48. A method of producing an antibody according to any one of claims 1 to 45, comprising the steps of:

(i) culturing a host cell comprising (i) one or more nucleic acid molecules encoding an antibody according to any one of claims 1 to 45 or (ii) a set of nucleic acid molecules each comprising a nucleotide sequence, wherein said set of nucleic acid molecules together encode an antibody of any one of claims 1 to 45, or (iii) one or more recombinant expression vectors comprising one or more of said nucleic acid molecules, under conditions suitable for the expression of the encoded antibody; and

(ii) isolating or obtaining the antibody from the host cell or from the growth medium/supernatant.

49. An antibody as defined in any one of claims 1 to 45 for use in therapy.

50. An antibody as defined in any one of claims 1 to 45 for use in the treatment of cancer.

51. A method of treating cancer, said method comprising administering to a patient in need thereof a therapeutically effective amount of an antibody as defined in any one of claims 1 to 45.

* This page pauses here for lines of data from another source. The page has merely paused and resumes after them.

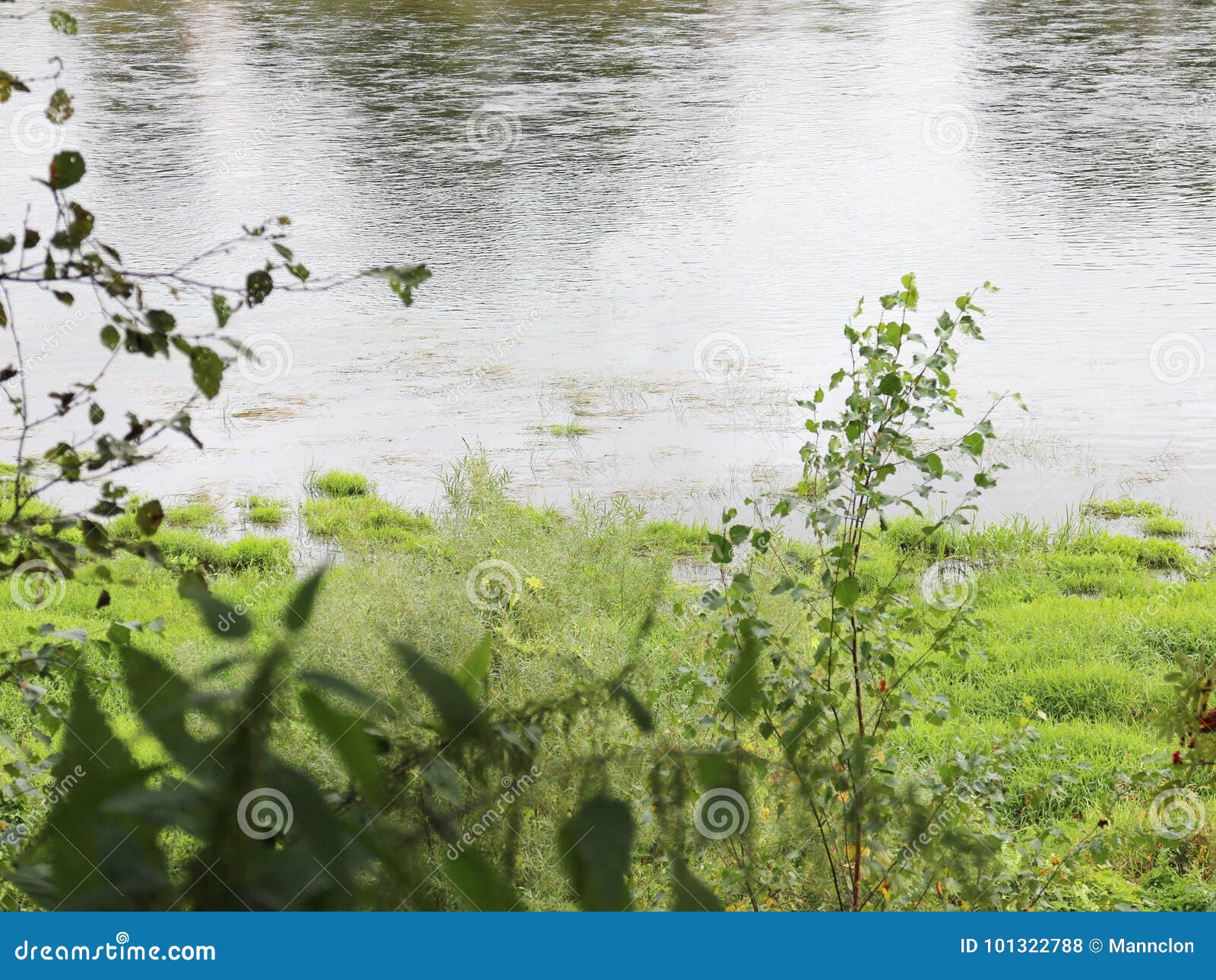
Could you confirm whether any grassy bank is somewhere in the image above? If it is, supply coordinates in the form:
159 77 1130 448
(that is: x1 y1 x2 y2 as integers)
0 461 1216 909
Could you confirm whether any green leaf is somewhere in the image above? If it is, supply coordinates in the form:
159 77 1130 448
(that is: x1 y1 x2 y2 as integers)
211 293 233 328
831 575 861 609
245 269 275 306
283 567 325 634
47 150 84 191
120 646 214 772
558 796 634 912
299 691 385 804
363 265 430 306
21 674 170 912
456 634 494 698
135 500 164 535
722 630 762 717
393 642 485 739
190 346 227 399
46 89 73 125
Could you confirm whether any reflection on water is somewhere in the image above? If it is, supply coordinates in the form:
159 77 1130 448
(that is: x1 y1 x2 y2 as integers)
0 0 1216 523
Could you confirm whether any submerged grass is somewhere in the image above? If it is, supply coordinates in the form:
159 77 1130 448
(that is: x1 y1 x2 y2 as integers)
308 469 375 498
0 461 1216 909
237 495 288 528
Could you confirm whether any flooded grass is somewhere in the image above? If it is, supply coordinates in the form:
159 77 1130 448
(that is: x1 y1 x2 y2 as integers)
9 461 1216 907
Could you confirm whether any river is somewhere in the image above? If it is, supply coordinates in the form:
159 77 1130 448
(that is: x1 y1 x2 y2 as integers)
0 0 1216 518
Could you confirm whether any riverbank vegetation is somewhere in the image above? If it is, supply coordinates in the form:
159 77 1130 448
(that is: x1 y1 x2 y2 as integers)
0 458 1216 909
0 5 1216 911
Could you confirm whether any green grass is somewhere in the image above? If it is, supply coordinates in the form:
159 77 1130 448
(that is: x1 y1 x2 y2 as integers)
304 496 432 547
308 469 375 498
1141 514 1190 537
150 530 293 571
164 500 223 530
1081 498 1165 520
0 463 1216 909
537 419 591 439
237 495 288 528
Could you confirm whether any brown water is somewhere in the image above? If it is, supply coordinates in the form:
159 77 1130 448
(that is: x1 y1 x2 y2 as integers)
7 0 1216 517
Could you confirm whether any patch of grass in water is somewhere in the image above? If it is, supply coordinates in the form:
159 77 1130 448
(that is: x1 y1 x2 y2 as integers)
237 495 287 528
164 500 223 530
537 419 591 439
150 529 294 571
1081 498 1165 520
1141 514 1190 537
304 496 433 547
308 469 375 498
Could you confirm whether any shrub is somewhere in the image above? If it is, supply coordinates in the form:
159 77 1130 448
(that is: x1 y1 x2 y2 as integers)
304 496 432 546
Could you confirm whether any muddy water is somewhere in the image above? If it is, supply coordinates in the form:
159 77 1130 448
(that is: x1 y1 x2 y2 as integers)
7 0 1216 516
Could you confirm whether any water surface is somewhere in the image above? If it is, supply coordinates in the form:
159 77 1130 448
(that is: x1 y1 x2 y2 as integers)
7 0 1216 517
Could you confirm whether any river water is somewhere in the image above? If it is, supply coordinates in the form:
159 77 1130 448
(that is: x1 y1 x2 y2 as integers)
0 0 1216 519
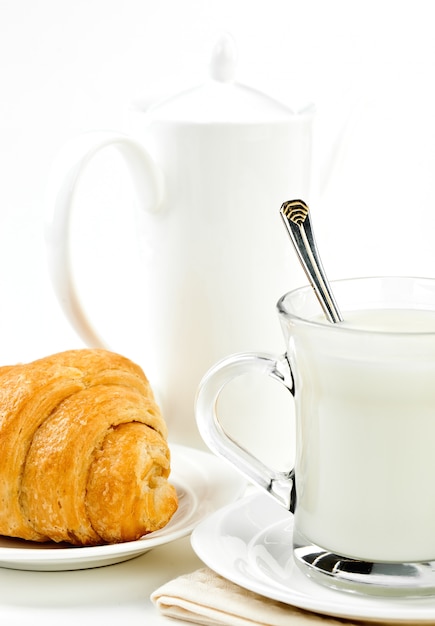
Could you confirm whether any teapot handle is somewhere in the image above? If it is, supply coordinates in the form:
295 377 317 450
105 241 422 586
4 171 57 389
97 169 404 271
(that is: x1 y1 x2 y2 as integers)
45 131 164 348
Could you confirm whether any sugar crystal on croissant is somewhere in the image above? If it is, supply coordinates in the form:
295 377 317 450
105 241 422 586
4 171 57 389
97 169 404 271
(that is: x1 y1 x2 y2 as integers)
0 349 178 545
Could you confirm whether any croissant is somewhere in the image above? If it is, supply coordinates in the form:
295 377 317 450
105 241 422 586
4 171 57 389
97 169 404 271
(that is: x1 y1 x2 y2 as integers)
0 349 178 546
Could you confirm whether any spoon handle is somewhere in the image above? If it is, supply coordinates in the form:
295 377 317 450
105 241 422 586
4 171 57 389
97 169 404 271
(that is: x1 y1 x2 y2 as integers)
280 200 343 323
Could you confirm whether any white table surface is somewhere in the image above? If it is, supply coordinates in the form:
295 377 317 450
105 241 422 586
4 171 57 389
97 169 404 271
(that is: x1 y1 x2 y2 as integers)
0 537 203 626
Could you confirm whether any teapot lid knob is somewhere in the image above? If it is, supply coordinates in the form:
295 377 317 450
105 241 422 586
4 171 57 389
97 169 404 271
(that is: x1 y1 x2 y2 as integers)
209 34 237 83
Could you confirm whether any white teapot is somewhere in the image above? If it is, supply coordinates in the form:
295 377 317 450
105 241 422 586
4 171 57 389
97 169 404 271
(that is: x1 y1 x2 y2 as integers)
46 37 334 444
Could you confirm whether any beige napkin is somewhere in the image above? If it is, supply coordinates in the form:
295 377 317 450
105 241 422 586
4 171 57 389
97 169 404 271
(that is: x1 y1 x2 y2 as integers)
151 568 361 626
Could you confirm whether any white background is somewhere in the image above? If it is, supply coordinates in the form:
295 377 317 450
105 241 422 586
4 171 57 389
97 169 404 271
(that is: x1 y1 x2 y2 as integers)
0 0 435 363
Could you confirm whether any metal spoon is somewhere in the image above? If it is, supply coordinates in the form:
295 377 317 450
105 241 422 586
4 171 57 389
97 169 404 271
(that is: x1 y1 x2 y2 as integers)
280 200 343 324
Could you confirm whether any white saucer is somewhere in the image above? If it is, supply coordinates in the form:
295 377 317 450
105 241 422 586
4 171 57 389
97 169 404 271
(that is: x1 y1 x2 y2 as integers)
191 494 435 624
0 444 245 571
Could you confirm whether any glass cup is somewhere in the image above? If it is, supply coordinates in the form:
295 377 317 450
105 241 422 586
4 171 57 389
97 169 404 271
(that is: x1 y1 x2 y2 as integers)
196 277 435 595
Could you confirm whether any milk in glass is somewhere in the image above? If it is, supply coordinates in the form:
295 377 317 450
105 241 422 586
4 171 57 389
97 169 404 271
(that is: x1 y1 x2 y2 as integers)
289 309 435 562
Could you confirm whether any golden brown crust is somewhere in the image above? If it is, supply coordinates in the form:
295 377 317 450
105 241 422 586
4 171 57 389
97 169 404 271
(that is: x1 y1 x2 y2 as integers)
0 350 177 545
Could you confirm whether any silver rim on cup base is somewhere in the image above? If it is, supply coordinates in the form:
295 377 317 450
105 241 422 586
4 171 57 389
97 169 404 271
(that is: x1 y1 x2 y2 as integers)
293 533 435 596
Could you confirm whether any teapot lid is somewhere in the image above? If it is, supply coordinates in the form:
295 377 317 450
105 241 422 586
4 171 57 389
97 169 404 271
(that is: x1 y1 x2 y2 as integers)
148 35 304 124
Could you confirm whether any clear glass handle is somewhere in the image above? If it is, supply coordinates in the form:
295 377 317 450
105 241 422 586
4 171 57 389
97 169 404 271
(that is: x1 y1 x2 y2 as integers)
196 353 295 511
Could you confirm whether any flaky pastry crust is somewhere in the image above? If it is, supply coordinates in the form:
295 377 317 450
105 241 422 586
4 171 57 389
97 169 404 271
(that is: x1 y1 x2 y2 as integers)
0 349 178 545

52. Use of an antibody as defined in any one of claims 1 to 45 in the manufacture of a medicament for use in therapy.

53. The use according to claim 52, wherein said therapy is the treatment of cancer.

54. An isolated peptide, wherein said isolated peptide is as defined in any one of claims 9 to 17.

55. A conjugate comprising an isolated peptide as defined in any one of claims 9 to 17 and a peptide carrier, preferably said peptide carrier is keyhole limpet hemocyanin (KLH).